Ever since then I’ve been struggling to find something that feels like it’s worthy putting real effort into. Office jobs haven’t really grabbed my attention, as you probably already figured. It’s difficult to get excited about sitting at a desk all day doing inane paperwork that doesn’t really mean anything, or sitting in meetings that have nothing to do with the work you actually do simply because it’s convenient for the boss to have you taking minutes because you happen to type at 90+ words per minute. It’s hard to feel useful when one of your primary functions is as a recording device.
Perhaps the least dissatisfied I’ve been when it comes to work is in the last few months doing rideshare full time.
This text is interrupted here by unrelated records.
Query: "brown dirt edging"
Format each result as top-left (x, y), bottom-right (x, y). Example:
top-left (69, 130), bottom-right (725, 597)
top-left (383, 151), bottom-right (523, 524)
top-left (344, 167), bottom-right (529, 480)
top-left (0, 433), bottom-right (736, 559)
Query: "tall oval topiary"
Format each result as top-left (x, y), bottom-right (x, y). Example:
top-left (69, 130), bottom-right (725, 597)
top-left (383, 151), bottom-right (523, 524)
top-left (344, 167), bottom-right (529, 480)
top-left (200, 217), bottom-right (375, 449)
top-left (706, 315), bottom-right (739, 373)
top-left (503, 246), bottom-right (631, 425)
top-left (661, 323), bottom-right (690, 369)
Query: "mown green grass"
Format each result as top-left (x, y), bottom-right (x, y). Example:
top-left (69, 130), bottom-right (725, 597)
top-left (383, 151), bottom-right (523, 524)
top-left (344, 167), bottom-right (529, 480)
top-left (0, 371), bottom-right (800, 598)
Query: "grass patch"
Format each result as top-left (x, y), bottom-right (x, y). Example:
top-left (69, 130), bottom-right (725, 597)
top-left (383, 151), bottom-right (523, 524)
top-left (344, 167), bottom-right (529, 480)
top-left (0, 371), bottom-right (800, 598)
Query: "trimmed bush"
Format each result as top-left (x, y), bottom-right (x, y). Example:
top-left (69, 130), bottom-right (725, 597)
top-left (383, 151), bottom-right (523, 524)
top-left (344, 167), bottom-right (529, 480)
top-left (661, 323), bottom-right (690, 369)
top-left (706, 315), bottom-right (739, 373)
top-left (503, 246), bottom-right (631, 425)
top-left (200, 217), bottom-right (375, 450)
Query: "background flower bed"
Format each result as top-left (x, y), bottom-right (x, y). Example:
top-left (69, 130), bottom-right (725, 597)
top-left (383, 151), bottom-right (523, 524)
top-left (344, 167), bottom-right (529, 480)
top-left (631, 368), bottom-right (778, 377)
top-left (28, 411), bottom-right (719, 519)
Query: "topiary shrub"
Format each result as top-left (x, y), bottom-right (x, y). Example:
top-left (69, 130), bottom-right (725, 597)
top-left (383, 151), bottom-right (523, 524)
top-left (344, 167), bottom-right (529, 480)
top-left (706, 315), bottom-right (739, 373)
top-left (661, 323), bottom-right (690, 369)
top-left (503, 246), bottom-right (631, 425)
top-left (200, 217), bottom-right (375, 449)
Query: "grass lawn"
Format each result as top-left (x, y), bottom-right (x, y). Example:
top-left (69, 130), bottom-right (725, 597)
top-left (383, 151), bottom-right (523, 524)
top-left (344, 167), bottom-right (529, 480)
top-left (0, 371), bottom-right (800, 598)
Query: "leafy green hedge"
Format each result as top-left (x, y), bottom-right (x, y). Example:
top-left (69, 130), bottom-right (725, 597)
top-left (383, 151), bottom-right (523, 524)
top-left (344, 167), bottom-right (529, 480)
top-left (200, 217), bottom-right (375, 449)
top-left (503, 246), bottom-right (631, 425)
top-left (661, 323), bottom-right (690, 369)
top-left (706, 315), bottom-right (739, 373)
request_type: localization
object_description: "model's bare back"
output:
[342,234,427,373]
The pay really sucks, but I have no boss and what I’m doing has a direct, highly visible end result. I move people from where they are to where they need to be. I won’t say it’s super rewarding or anything, but it’s far better than the mind numbing tasks I was doing before. It’s certainly hard to be making less than half of what I was making before, but I learned a long time ago that money isn’t really all that important to me as long as I’m able to sustain a reasonable standard of living.
Still, rideshare isn’t really a sustainable career in the long term, and I can’t just sit around relying on it as a source of income. Although I like it better than most of what I’ve done the past decade, I really need to come up with something I can do that will use the skillsets I’ve developed over the course of my life and convert them into something that makes money. The last several months have taught me that I’m far happier as a person when I’m not an employee, and I really need to find something I can do that takes me down the path of entrepreneurship.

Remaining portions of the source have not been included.